January 19, 2004

Race, Gender and Blogging

Posted by shonk at 12:06 AM in Blogging, Feminism | TrackBack

Over at Misbehaving (an excellent site, by the way), danah boyd asks “why are bloggers mostly straight white men?” She writes:

Women are often purported to be the primary social network maintainers, the communicative sex. Yet, the more time i spend in blogging land, the more i realize how few women blog. (Major props to the women listed on the right!) In response to a conversation about blogging as an equalizer, i wrote a note today that blogging is a privilege. Assuming that my perception is accurate, i’m pretty convinced that bloggers (note: not LJers or other journalers) are primarily straight white men. Given that this is a sociable technology, this seems rather suggestive that blogging is not an equalizer.

I have my doubts about how accurate this perception really is, but since it is just a perception, it’s not something that can really be argued. However, I would like to take issue with a couple of things.

First off, I, like many of the commenters there, question the validity of the distinction between “journalers” and “bloggers”. I tend to think of the space between a “journal” and a “weblog” as more of a continuously varying continuum than a vacuum. For example, since most of what my brother and I post here is related to news, politics or meta-analysis of online communities, this site would probably not be classified as a “journal”. However, posts like Fun with Transliterations, When You Dance or Me, Style Savant, just to take some recent examples (or, for that matter, most of the Ramblings category), are certainly more along the lines of what you might find on a Live Journal. On the other hand, Petya’s site, since it primarily deals with what’s going on in her life, would be more likely to be considered a “journal”, yet Petya herself calls it a weblog and a quick perusal of, say, the September archives and her posts on feminism will convince you that a site can be both “personal” and “serious”. In fact, I find it a little surprising that boyd would distinguish between journals and blogs in this way, since making such a distinction seems to be judging journals as less worthwhile or important than blogs.

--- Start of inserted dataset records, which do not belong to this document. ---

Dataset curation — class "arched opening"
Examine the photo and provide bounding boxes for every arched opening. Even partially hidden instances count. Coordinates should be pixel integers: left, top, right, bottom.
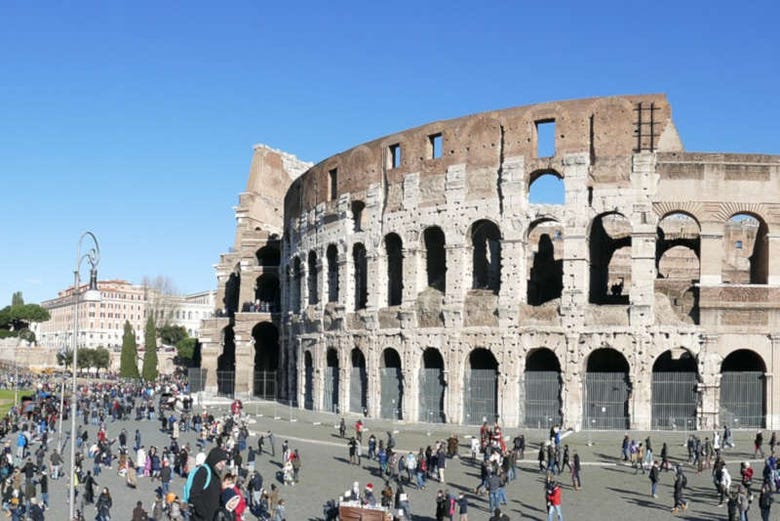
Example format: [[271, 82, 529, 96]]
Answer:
[[524, 347, 563, 429], [349, 348, 368, 415], [385, 233, 404, 306], [352, 243, 368, 310], [303, 351, 314, 411], [255, 242, 282, 268], [326, 244, 339, 302], [217, 326, 236, 397], [252, 322, 279, 400], [652, 349, 698, 431], [322, 348, 341, 413], [722, 213, 769, 284], [351, 201, 366, 232], [423, 226, 447, 294], [471, 220, 501, 295], [589, 213, 631, 304], [583, 347, 631, 430], [464, 348, 498, 425], [720, 349, 766, 429], [379, 348, 404, 420], [527, 220, 563, 306], [528, 170, 566, 205], [223, 269, 241, 317], [255, 273, 281, 313], [418, 347, 445, 423], [306, 251, 320, 306]]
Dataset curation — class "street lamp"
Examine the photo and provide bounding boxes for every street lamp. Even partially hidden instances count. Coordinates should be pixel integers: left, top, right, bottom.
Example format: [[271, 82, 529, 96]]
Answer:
[[68, 232, 100, 520]]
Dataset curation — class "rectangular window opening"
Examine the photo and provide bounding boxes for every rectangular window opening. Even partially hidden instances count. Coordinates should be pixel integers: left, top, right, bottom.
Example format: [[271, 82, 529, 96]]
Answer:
[[536, 119, 555, 157], [328, 168, 339, 201], [428, 134, 443, 159]]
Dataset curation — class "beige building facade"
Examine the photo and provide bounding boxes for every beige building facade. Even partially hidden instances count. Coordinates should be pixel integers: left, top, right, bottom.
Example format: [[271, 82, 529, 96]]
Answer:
[[200, 95, 780, 429]]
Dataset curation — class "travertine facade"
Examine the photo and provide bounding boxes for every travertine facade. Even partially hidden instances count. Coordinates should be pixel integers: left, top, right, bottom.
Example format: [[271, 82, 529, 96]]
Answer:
[[202, 95, 780, 428]]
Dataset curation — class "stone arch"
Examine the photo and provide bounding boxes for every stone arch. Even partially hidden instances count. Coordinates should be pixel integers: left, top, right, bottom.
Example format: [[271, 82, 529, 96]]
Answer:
[[385, 233, 404, 306], [589, 212, 632, 304], [651, 348, 699, 430], [464, 347, 499, 425], [526, 218, 564, 306], [470, 219, 501, 295], [583, 347, 631, 430], [523, 347, 563, 429], [418, 347, 446, 423], [322, 347, 341, 413], [720, 349, 767, 428], [252, 322, 279, 400], [722, 211, 769, 284], [349, 347, 368, 415], [379, 347, 404, 420]]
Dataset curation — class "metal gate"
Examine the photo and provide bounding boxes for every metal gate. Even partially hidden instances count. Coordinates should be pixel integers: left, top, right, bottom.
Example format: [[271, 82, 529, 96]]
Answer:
[[582, 373, 629, 430], [417, 367, 444, 423], [720, 371, 766, 429], [349, 366, 367, 414], [379, 367, 403, 420], [524, 371, 563, 429], [464, 369, 498, 425], [187, 367, 206, 394], [255, 371, 276, 400], [322, 365, 340, 413], [303, 364, 314, 411], [217, 371, 236, 398], [652, 372, 697, 430]]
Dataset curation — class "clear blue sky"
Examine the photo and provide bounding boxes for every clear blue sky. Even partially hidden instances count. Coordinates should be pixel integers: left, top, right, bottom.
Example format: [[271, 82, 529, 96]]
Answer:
[[0, 0, 780, 305]]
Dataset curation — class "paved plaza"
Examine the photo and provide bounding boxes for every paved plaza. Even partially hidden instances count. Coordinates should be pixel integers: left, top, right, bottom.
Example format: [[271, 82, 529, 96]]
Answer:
[[46, 402, 776, 521]]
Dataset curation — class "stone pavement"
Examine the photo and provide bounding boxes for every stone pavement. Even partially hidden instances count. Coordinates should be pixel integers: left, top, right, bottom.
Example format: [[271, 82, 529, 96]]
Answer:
[[41, 396, 768, 521]]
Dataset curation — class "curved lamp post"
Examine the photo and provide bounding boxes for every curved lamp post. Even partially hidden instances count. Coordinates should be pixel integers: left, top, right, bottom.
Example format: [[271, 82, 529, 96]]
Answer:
[[68, 232, 100, 520]]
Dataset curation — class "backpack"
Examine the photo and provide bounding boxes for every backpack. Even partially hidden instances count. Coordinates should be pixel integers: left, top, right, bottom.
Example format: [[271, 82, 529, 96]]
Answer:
[[181, 464, 211, 503]]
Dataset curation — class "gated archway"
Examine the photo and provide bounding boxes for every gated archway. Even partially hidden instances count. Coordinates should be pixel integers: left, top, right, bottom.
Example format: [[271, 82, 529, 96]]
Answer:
[[252, 322, 279, 400], [379, 348, 404, 420], [523, 347, 563, 429], [652, 350, 698, 430], [464, 348, 498, 425], [720, 349, 766, 428], [583, 347, 631, 429], [322, 349, 341, 413], [349, 348, 368, 414], [303, 351, 314, 411], [418, 347, 445, 423]]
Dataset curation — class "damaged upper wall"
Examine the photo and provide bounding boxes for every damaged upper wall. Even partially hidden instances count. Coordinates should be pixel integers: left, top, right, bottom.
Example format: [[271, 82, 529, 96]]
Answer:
[[285, 94, 682, 219]]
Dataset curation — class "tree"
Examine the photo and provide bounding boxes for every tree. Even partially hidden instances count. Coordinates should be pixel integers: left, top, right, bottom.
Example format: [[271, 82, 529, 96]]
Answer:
[[143, 315, 157, 382], [119, 320, 140, 378]]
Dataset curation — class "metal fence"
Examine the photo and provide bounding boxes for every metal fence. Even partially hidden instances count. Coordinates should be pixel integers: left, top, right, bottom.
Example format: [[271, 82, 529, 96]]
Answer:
[[523, 371, 563, 429], [652, 372, 698, 430], [254, 371, 276, 400], [417, 367, 444, 423], [217, 371, 236, 398], [583, 373, 629, 430], [322, 366, 340, 413], [349, 366, 368, 414], [720, 371, 766, 428], [379, 367, 403, 420], [464, 369, 498, 425]]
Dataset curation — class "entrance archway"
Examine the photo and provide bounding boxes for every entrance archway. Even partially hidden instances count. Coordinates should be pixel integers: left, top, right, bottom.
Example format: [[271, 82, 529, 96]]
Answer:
[[524, 347, 563, 429], [652, 351, 698, 430], [720, 349, 766, 429], [349, 348, 368, 414], [583, 347, 631, 430], [464, 348, 498, 425], [379, 348, 404, 420], [418, 347, 445, 423]]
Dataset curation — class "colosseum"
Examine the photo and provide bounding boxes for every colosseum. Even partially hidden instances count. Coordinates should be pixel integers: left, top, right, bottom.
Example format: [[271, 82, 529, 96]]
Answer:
[[200, 94, 780, 429]]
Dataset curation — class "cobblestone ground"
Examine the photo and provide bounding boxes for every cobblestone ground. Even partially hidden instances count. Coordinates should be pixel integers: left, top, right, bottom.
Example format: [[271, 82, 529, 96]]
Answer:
[[46, 403, 780, 521]]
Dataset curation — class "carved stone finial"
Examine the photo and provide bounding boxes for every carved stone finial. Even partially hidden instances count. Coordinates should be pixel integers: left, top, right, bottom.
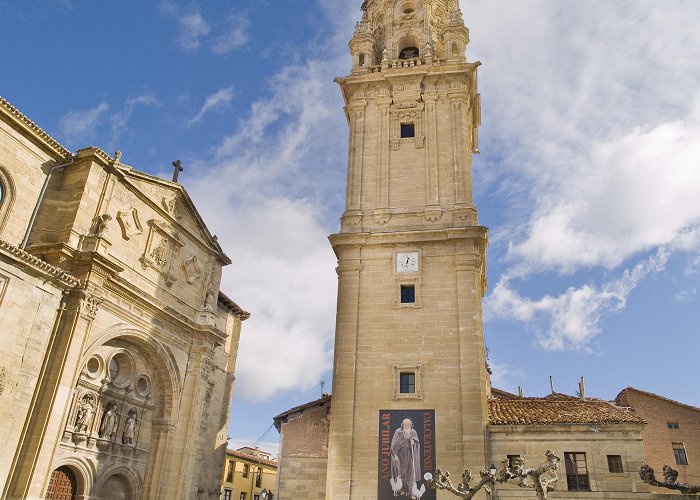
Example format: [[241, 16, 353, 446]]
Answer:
[[90, 214, 112, 236], [173, 160, 185, 182]]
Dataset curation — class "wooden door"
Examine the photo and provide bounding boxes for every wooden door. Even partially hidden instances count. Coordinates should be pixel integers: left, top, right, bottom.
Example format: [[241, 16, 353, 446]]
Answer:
[[46, 467, 77, 500]]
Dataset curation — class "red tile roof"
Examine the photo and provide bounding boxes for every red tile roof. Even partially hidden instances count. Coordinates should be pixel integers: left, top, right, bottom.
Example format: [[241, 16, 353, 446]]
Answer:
[[226, 449, 277, 469], [488, 398, 645, 425], [615, 387, 700, 412]]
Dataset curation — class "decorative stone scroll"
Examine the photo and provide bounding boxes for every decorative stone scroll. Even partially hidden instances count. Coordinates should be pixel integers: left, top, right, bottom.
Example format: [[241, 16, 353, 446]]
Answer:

Second, moving on to the claim that “blogging is not an equalizer”, I tend to disagree. However, it is a qualified disagreement for the following reason: blogging, in and of itself, is not so powerful an equalizer as to completely overcome all obstacles. As boyd points out in blogging is a privilege :

Privilege is a funny thing. Often it opens up opportunities that we don’t even realize. Take time, for example. Who has the time to sit online and read, write and discuss all day? A working mother? A migrant worker? Time is money. Very few people have both time and money and most people spend most of their time trying to make ends meet or trying to calm their nerves from the stress induced by the former. Having time to “waste” is privilege.

However, this is not the fault of blogging in and of itself. I suspect that a disproportionate percentage of white men are online, which fact is a result of various and complicated social phenomena, but any disproportionate representation in the blogging community is probably a direct effect of this reality (I exclude the “straight” part of the equation because I think it’s ludicrous to think that there is any reliable way of determining the sexuality of a blogger. Most people simply don’t broadcast this information). In fact, I wouldn’t be at all surprised to find that, if we merely consider the simple function

f(x) = (number of bloggers from gender x)/(total number of people online from gender x)

we might well find that f(female) > f(male). Why do I say this? Because, in my personal experience, women I know who spend a fair amount of time online are more likely to blog/journal than are men who spend an equivalent amount of time online. So, in this sense, we see that, even in the area of gender, blogging may indeed be an equalizer.

Whatever the case, the claim that blogging isn’t an equalizer is, to me, ridiculous. Absent blogging, Glenn Reynolds would be just another law professor, dooce would be just another pregnant ex-Mormon and danah boyd and I would be just two more grad students with more ideas than outlets. I challenge you to find anybody who reads a fair number of weblogs and/or journals who doesn’t think they have a broader understanding and perspective than they could get merely from newspapers and television. So no, blogging, in and of itself, can’t produce perfect equality (whatever that is), but that doesn’t mean it’s not an equalizer.